Wednesday 19 December 2012

Double Bubble

"I hardly ever buy Fairy Liquid," says the blithe housewife in the vintage ad.  "I buy it a little less often, ha!" raves One Mean Housewife, triumphantly shaking a fist at the telly.

You see, I can tell by the look of that woman that she has a spotlessly clean home.  I bet she even wipes the nozzle of her bottle.  She wouldn't allow this grotty build-up of gunk in her kitchen, even if it is premium, long-lasting, Fairy gunk.


More fool her.  Every day, she wipes away a little bit of money.  Every day, she squanders a few seconds of her time.  She knows not of the simple scrimping pleasure she squanders.  She doesn't know that she could could have a free sink of dishes, that if she waited until enough of that green gold accumulated she could rinse the nozzle as she filled the bowl and get bonus bubbles.  

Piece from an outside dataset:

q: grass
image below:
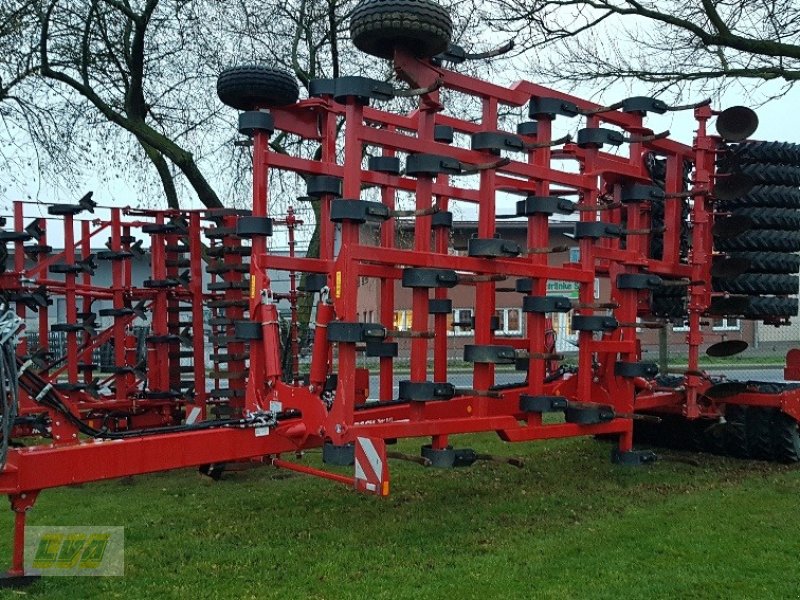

The following video contains explicit scenes of a woman enjoying cheap kitchen thrills, and a very dirty nozzle.



Now hands that do dishes can feel smug as can be mmm!


One Mean Housewife, with a sharp implement, commences scraping the soap dish...

Thursday 13 December 2012

Mother / Goose

Only the best will do for my baby's bottom.  The French Renaissance satirist Rabelais reckoned the best thing to wipe your backside on was the neck of a goose.  Decadent!  But they don't sell them in Mothercare and I can never get the damned things to lie down on the changing mat, so baby wipes it is.

Wipes, however, do not please a mean and lazy housewife.  They work out at 1p each and you go through them like, well, geese. They are also indestructible so probably not the best from a sustainability point of view.  In this house, we have gone to reusable cloth nappies and, because it's easier and cheaper, we have gone to reusable cloth wipes too.

The best known brand, Cheeky Wipes, come in at £27 for a kit to use alongside real nappies, £13 more to add the extra bits you need if you don't already have a cloth nappy set-up.  You'd save money after a few months, sooner if you are wipe-happy.

Or you could make my IKEA wipes kit for a fiver.  I used:

How to:
  • Cut washcloths into quarters.  Five washcloths should do.  Save the rest for other scrimping.
  • Run a zig-zag stitch along the raw edges of each piece.  If your machine has an overcasting foot, use that for a great edge.
  • Put the wipes in the box and add some plain tap water.  
You get three boxes in the pack so you can have one for each wing of your mansion and one for the nanny's room.  Or use one to store all the money you've saved.  If you want to go out and about with them, use a sandwich bag.  They are ten times better at the job of bum cleaning than slippery wet wipes too.

Finally, when you've hung your wipes up to dry after the wash, try not to squeak with pleasure as you pull them off the line like this, ready folded to the perfect size for your little box:



One Mean Housewife, with a faraway look in her eye, lovingly strokes a Swedish storage solution...

Thursday 6 December 2012

Measure For Pleasure

This mean old housewife is a 1980 vintage: pleasantly mature, but young enough to have been bottled up in metric measures.  750ml, not 25 Fl. Oz. That said, we remember the information we use most and I never approach the bar and ask for 568ml of 80-/ ale.  No wonder I still have to thrash through a frantic mental conversion every time I see metric.

A very well used opaque plastic measuring jug.
My tatty and trusty jug.
But measuring is important. If you're going to scrimp, you need to make sure you feed the family and not the bin and that means preparing the right amount of food.  One of my aims is to cook (or defrost) a square meal from fresh ingredients every night.  Get the amounts right and you can have exactly one for the table and one for the freezer, clean plates, full bellies and disgruntled, underfed garden birds.

Modern Wastrel, go tomorrow and purchase a jug and scales and position them at the front of your cupboard. You already have a jug like that?  Well stop using it to microwave beans and restore its dignity (you'll never get rid of the orange glow, mind).

Here are some of my magic numbers, memorised to help me cope with the metric problem:

  • 400ml = a whole adult meal dished up.  200ml for One Weaned Infant.
  • 100ml by volume = rolled porridge oats for one (same for the child!). 200ml of milk.
  • 100g = uncooked pasta for one (less with cheese sauce).
  • 75ml by volume = uncooked rice for one, twice as much water to steam.
  • 100ml = the exact volume of both of my ladles.  They are different shapes.  Also, for breeders, the volume of one of those little Tommee Tippee food pots, up to the opaque line.
  • 100g = enough meat for one adult.
  • 200ml / half a tin = enough cooked chick peas, lentils, etc. for one adult.
  • 1 Brussels sprout = more than enough for anyone.

One Mean Housewife, with pipette and burette, measures out tomorrow's watery gruel and pease pudding.